Os viajantes europeus e suas narrativas
sobre a cidade baiana de Mucuri
Porto de Mucuri (foto da década de 1970 - arquivo Prefeitura Municipal) |
Das comunidades pertencentes à bacia
do rio Mucuri, quer seja a parte mineira, quer seja o lado baiano, a mais
antiga foi São José de Porto Alegre. Dito assim, poucos identificam a cidade
litorânea da Bahia, atualmente chamada de Mucuri. Foi uma vila indígena
descrita em documentos desde o período colonial.
A partir do século XIX, era de São
José que se iniciava o contato do nordeste mineiro com o Império. Ainda que não
fizesse parte dos caminhos da estrada Santa Clara, servia como a porta de
entrada para os sertões de Minas Gerais.
Vários relatórios e narrativas de
viajantes, comissários do governo, diretores da empresa descreveram a paisagem
e a rotina das vilas e povoados do Mucuri. No caso de São José, apesar de ser
consenso quanto a utilização da barra como local para receber embarcações, o
povoado não despertou muitos atrativos nos que por lá passaram.
Dos muitos estrangeiros que estiveram
no nordeste de Minas Gerais, o relatório produzido pelo engenheiro francês
Pierre Victor Renault em 1837, em uma narrativa da expedição realizada no ano
anterior, escreveu sobre a vila: “No pontal feito pelo rio e o mar existe uma
pequena vila, composta de quarenta fogos habitada por pescadores, cujo aspecto
e existência é o mais miserável possível . . .”.
O médio alemão Robert Avé-Lallemant,
23 anos depois, não pensava diferente. Em 1859, Lallemant esteve no Vale do
Mucuri se autodeclarando comissário do governo Imperial. Sua vinda tinha como
objetivo relatar as condições de vida do imigrante europeu que estava na região
desde 1856. Tanto na sua chegada ao vale do Mucuri, quanto na sua saída, o
médico alemão manifestou seu desencanto quanto ao povoado do litoral baiano.
Na sua chegada, narrou: “De todas as embocaduras de rios que visitei, é certamente o Mucuri o mais deserto, no seu último trecho. A vila, chamada por eufemismo de Porto Alegre, é a mais miserável que se possa imaginar”.

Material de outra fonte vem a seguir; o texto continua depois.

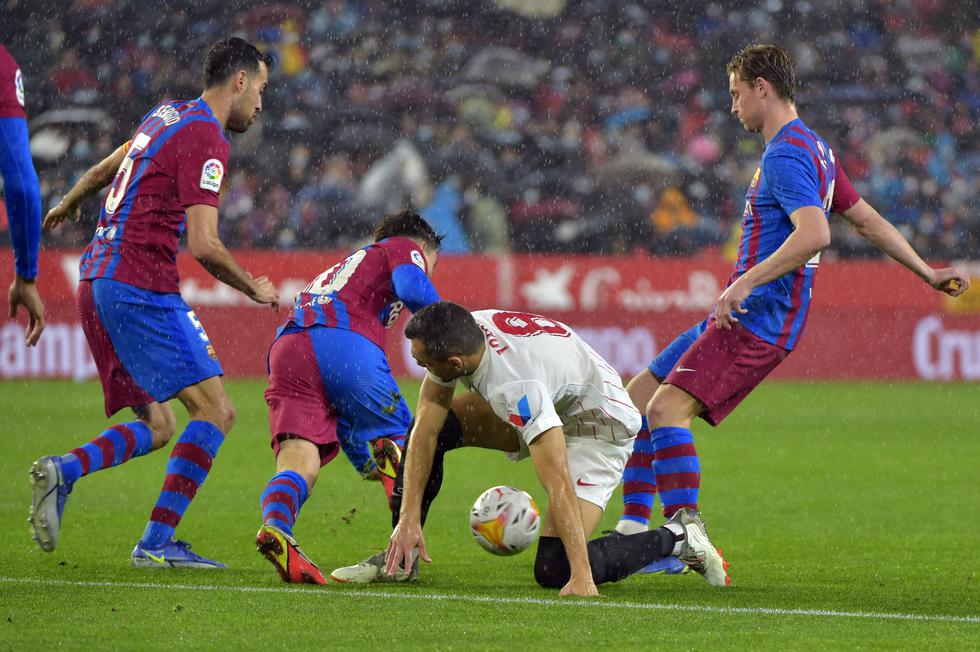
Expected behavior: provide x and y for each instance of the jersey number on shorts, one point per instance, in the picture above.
(525, 324)
(121, 181)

E ao retornar, de passagem escreveu: “Mais
uma vez cercou-me e apoderou-se de mim a realmente horrível solidão de S. José
no Mucuri. Esse Porto Alegre, o lugarejo mais triste que já vi, permanecerá
para mim eternamente indescritível”.
O olhar estrangeiro carregava todo o
preconceito eurocêntrico típico dos anos de mil e oitocentos quanto ao modo de
vida dos povos que aqui viviam. Também deve-se considerar que do século XIX
para cá o cenário descrito pelos estrangeiros sobre Mucuri muito modificou.
Hoje uma cidade próspera e com
tradição relacionada às festividades carnavalescas em nada se remete à paisagem
descrita por Renault ou Lallemant. Mas, das casas e da cultura do passado, o
que restou? O quanto Mucuri preservou a memória e a vida dos que aqui viveram e
construíram a bela cidade que hoje existe?
Márcio Achtschin Santos, PhD em História pela UFMG e professor da UFVJM.